/apriori

A simple implementation of the apriori algorithm in python.

Primary LanguagePythonMIT LicenseMIT

Apriori

About

A simple implementation of the apriori algorithm. A method for extracting frequent substructures in a set of sequences of ordered events.

How To

Apriori takes a list of strings, representing sequences, and an integer, representing the percentage of sequences the pattern must match for being considered.

In [1]: from apriori import *

In [2]: data = ["ABCDEFGHIJKL","ZOPQABCDLMNOP","REWQZOPQAB"]

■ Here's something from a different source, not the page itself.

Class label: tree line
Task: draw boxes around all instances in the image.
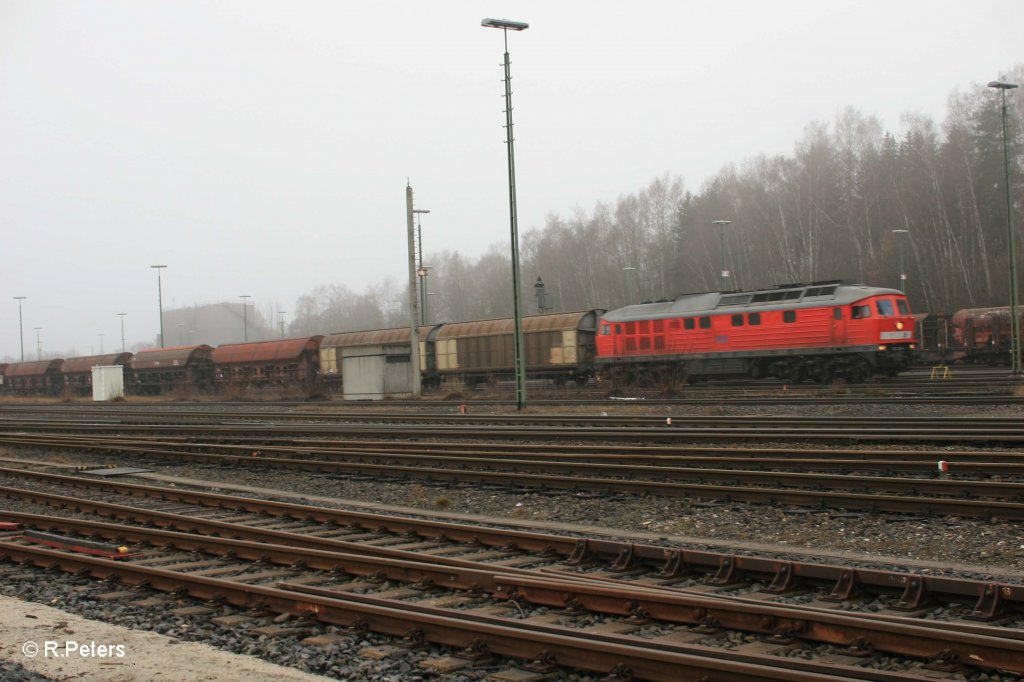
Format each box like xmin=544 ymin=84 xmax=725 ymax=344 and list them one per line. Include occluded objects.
xmin=290 ymin=65 xmax=1024 ymax=334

In [3]: patterns = Apriori(data, 34)

In [4]: patterns
Out[4]:
{'AB': 3,
 'ABC': 2,
 'ABCD': 2,
 'BC': 2,
 'BCD': 2,
 'CD': 2,
 'OP': 2,
 'OPQ': 2,
 'OPQA': 2,
 'OPQAB': 2,
 'PQ': 2,
 'PQA': 2,
 'PQAB': 2,
 'QA': 2,
 'QAB': 2,
 'ZO': 2,
 'ZOP': 2,
 'ZOPQ': 2,
 'ZOPQA': 2,
 'ZOPQAB': 2}

References

  • "Mining Frequent Patterns, Associations, and Correlations" (Chap. 5) in Han, J., Kamber, M., & Pei, J. (2006). Data mining: concepts and techniques. Morgan kaufmann.

  • Mooney, C. H., & Roddick, J. F. (2013). Sequential pattern mining--approaches and algorithms. ACM Computing Surveys (CSUR), 45(2), 19.